Poco a poco la zona se fue abandonando y la débil memoria de los hombres transformó el origen en mito, la historia en leyenda y el lujo en ruinas, hasta que una luminosa mañana de invierno, 400 años después, el piloto militar Raimondo Bucher descubrió desde el aire, anonadado, lo que parecía el trazado arquitectónico de una ciudad sumergida en las cristalinas playas de Baia. Al revelar las fotos aéreas, este piloto abría las puertas a esa especie de vértigo mágico que conlleva todo descubrimiento arqueológico.
Científicos políticos, historiadores y arqueólogos se pusieron manos a la obra y tras casi 30 años de esfuerzos, el 7 de agosto del 2002, quedaba oficialmente constituido el Parco Archeologico Sommerso di Baia, una especie de museo sumergido en el que se visitan, con el apoyo de diferentes empresas de submarinismo especializadas, los restos increíbles de esta Atlántida napolitana.
Gracias a todos ellos es posible ver el trazado de la estructura portuaria, las torres de ingreso en opus pilarum y algunos almacenes del puerto antiguo así como un fragmento de la Via Herculanea que se extiende unas 10 hectáreas a una profundidad variable de 2,50 a 5 metros aproximadamente.También se visita, bajo Punta Epitaffio entre sepias terrosas y peces piedra expertos en camuflaje, el Ninfeo, uno de los conjuntos más importantes del parque marino. Se trata de una lujosa sala perteneciente al palacio imperial destinada a los grandes banquetes descritos con todo detalle por Plinio el Joven.

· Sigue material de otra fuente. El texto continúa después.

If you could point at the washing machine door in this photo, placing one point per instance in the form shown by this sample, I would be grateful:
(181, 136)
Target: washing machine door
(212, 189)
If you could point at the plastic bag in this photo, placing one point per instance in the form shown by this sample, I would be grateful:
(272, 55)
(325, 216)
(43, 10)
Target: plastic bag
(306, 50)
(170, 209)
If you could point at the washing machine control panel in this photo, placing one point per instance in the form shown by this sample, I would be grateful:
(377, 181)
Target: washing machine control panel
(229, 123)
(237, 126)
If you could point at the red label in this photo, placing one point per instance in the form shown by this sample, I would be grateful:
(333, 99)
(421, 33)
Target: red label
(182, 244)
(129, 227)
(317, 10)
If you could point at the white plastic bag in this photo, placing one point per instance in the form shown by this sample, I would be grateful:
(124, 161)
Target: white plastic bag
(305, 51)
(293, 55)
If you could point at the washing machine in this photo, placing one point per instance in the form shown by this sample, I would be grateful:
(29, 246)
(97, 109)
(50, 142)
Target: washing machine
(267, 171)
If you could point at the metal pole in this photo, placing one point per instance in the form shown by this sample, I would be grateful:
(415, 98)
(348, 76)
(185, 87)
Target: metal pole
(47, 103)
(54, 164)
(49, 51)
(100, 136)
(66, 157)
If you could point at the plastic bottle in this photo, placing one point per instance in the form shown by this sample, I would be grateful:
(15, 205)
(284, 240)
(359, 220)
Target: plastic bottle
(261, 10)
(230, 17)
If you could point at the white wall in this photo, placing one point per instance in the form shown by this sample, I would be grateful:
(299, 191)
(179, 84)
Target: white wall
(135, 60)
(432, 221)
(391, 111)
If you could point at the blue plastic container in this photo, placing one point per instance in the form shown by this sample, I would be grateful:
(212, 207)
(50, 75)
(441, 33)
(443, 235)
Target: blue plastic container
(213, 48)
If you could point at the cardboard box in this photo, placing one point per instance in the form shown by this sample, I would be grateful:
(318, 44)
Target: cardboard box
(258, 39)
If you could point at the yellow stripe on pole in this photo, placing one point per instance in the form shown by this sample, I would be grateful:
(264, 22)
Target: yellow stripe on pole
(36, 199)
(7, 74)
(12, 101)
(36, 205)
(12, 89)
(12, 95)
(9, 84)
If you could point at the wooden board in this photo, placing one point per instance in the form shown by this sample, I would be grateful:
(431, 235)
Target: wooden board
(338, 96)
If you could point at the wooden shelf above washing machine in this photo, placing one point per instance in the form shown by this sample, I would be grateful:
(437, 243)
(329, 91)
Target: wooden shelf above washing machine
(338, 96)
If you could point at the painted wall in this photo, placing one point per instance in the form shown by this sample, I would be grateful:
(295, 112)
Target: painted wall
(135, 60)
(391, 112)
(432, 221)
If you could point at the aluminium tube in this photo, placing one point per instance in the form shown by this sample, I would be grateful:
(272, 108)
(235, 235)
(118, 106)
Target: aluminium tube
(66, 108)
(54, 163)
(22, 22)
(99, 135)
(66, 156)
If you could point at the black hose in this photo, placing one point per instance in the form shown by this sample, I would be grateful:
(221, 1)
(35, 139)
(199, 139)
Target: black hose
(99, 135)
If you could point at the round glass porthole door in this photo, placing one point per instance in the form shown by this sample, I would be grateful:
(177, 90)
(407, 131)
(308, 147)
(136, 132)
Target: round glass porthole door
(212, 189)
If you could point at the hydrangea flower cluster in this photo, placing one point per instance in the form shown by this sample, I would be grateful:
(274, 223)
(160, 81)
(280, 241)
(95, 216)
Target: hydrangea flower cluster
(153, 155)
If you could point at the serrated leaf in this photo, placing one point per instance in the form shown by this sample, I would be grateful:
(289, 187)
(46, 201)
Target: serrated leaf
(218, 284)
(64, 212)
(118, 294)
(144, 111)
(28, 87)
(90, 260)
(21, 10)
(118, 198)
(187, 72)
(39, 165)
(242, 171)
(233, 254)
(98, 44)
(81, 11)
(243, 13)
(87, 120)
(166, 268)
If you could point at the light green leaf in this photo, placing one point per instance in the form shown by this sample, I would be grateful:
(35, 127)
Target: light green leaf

En el silencio azul del Tirreno, las esculturas que dignamente se mantienen erguidas han perdido la solemnidad intimidatoria del mármol, metamorfoseadas en vigilantes extraños a quienes parece incomodar la presencia de estos seres envueltos en burbujas con sus ridículos trajes de neopreno. A veces las aletas levantan remolinos de arena dejando al descubierto fragmentos de pavimentos imperiales con su elegante decoración musivaria, inútilmente destinados ahora a las manos curiosas y a los pies ingrávidos de sus nuevos moradores flotantes. El mundo subacuático no pertenece a los hombres, que tal vez lo exploran con una punzada suave de allanamiento de morada. Hay un latido de incertidumbre extraterrestre que acompaña al visitante de estos lugares, como de certeza de ser objeto de observación de seres fantásticos que a regañadientes permiten esta intromisión curiosa en sus dominios. Flecos gelatinosos de anémonas danzan, coloristas, a nuestro paso, felices tal vez, porque presienten ya nuestra marcha que realizamos infinitamente despacio. Despedirse de este reloj azul sin tiempo no resulta tarea fácil.
Condenados al oxígeno de la vida emprendemos el ascenso a través de un túnel de burbujas cosquilleantes. Miro atrás por última vez y siento un pinchazo de nostalgia, como una especie de apnea histórica. Mientras asciendo hacia la luz pienso en Bayas envuelta en mar, en Pompeya cubierta de lava o en Troya escondida en un poema. Allí seguirían, inexistentes, si no fuese por la inquietud y la curiosidad del ser humano pero sobre todo si no fuese por los libros y las enseñanzas que éstos protegen, los misterios que ocultan, los secretos que atesoran esperando, pacientes, ser descubiertos por hombres y mujeres dispuestos a emprender la aventura de leer, es decir, de vivir no una, sino todas las vidas posibles hasta agotar la propia volviendo finalmente a la tierra que siempre será en ellos terra levis, pues sabrán que la han honrado con el respeto y la memoria que le adeudan.